By Tom Switzer
On China by Henry Kissinger
SOME books derive significance not only from what they say but who says it. Such is the case with a new book by Henry Kissinger.
Along with Richard Nixon, Kissinger, the 88-year-old Nobel laureate, was the architect of the West's opening to communist China 40 years ago. Since then, the man who was the US national security adviser and secretary of state from 1969 to 1977 has visited the nation more than 50 times.
At 530 pages, plus notes, On China conducts its readers on a Kissinger's-eye tour of Chinese history. Not everyone will want the full tour, but it's an important story that helps explain the worldview of what was once known as the Middle Kingdom.
China, he argues, is an ancient civilisation long convinced of its own exceptionalism. Whereas the US version of its exceptionalism goes back to only 1776, the Chinese look back more than two millennia. The Opium wars of the 19th century, however, led to humiliation and isolationism, and the 20th-century treble of war, revolution and massacres reinforced this sense of decline.
But Deng Xiaoping's economic reforms, together with renormalised Sino-American relations, awoke the sleeping Dragon and paved the way for today's rising power.
The subject of Kissinger's last chapter is the central issue: will China continue its policy of "peaceful rise", or will it become a more belligerent player on the global scene? Kissinger writes:
When the Chinese view of pre-emption encounters the Western concept of deterrence, a vicious circle can result: acts conceived as defensive in China may be treated as aggressive by the outside world; deterrent moves by the West may be interpreted in China as encirclement.
The task for Beijing and Washington is to focus less on potential conflict and more on the scope for achieving mutual accommodation.
All of this is reasonable. It is one thing to say that tensions between China and the US are inevitable: after all, friction is inevitable between any two powerful states that have regular dealings. But it's another thing to insist that such a relationship is, like the British-German rivalry a century ago, bound to be confrontational.
Kissinger's thesis is highly relevant to the Australian government. The 2009 Defence White Paper indicates that Australia's $100 billion military build-up during the next two decades is designed to help counter rising Chinese power in the wake of declining American pre-eminence in the region.
But China, according to Kissinger, is so focused on maintaining high growth rates while managing one of the world's most rapidly ageing populations that it is unlikely to "throw itself easily, much less automatically, into a strategic confrontation or a quest for world domination".
Indeed, this is especially the case when one is talking about a nation that has suffered invasion, civil war, mass famine, political purges and chaotic upheaval since the 1930s.
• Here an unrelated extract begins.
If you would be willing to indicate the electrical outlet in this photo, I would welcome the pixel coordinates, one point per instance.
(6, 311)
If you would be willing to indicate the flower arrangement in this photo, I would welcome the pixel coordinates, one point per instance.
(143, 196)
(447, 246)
But a US-led coalition to contain China could backfire, provoking the threat it would hope to deter.
On human rights, Kissinger argues: "Experience has shown that to seek to impose [human rights] by confrontation is likely to be self-defeating . . . especially in a country with such a historical vision of itself as China."
It is a fair point, one that administrations from Nixon to Barack Obama (not to mention Australian governments from Gough Whitlam to Julia Gillard) have accepted as the basis of Washington's (and Canberra's) dealings with Beijing.
But human rights haunt Kissinger, especially in the US where the rejection of Realpolitik is deeply ingrained in the national psyche.
It was recently revealed that he had told Nixon in 1973: "And if they put Jews into gas chambers in the Soviet Union, it is not an American concern. Maybe a humanitarian concern."
And in the aftermath of the Tiananmen Square massacre in June 1989, he argued: "No government in the world would have tolerated having the main square of its capital occupied for eight weeks by tens of thousands of demonstrators."
Add to this a perceived conflict of interest between Kissinger's extensive business dealings with Beijing and his consistently unabashed support for a policy of engagement, and it is clear his limited treatment of human rights in On China will do little to allay concerns that he is insensitive.
Still, this book has every appearance of being Kissinger's last will and testament on the subject to which he has devoted his considerable talents for the past 40 years. It has evidently been written also in the hope that it may appeal to cooler heads in Washington and Beijing at a critical turning point in history.
Given that Australians have a close security alliance with the US, and a developing trade relationship with China, we can only hope Kissinger's thesis is vindicated.
Tom Switzer is a research associate at the United States Studies Centre at the University of Sydney.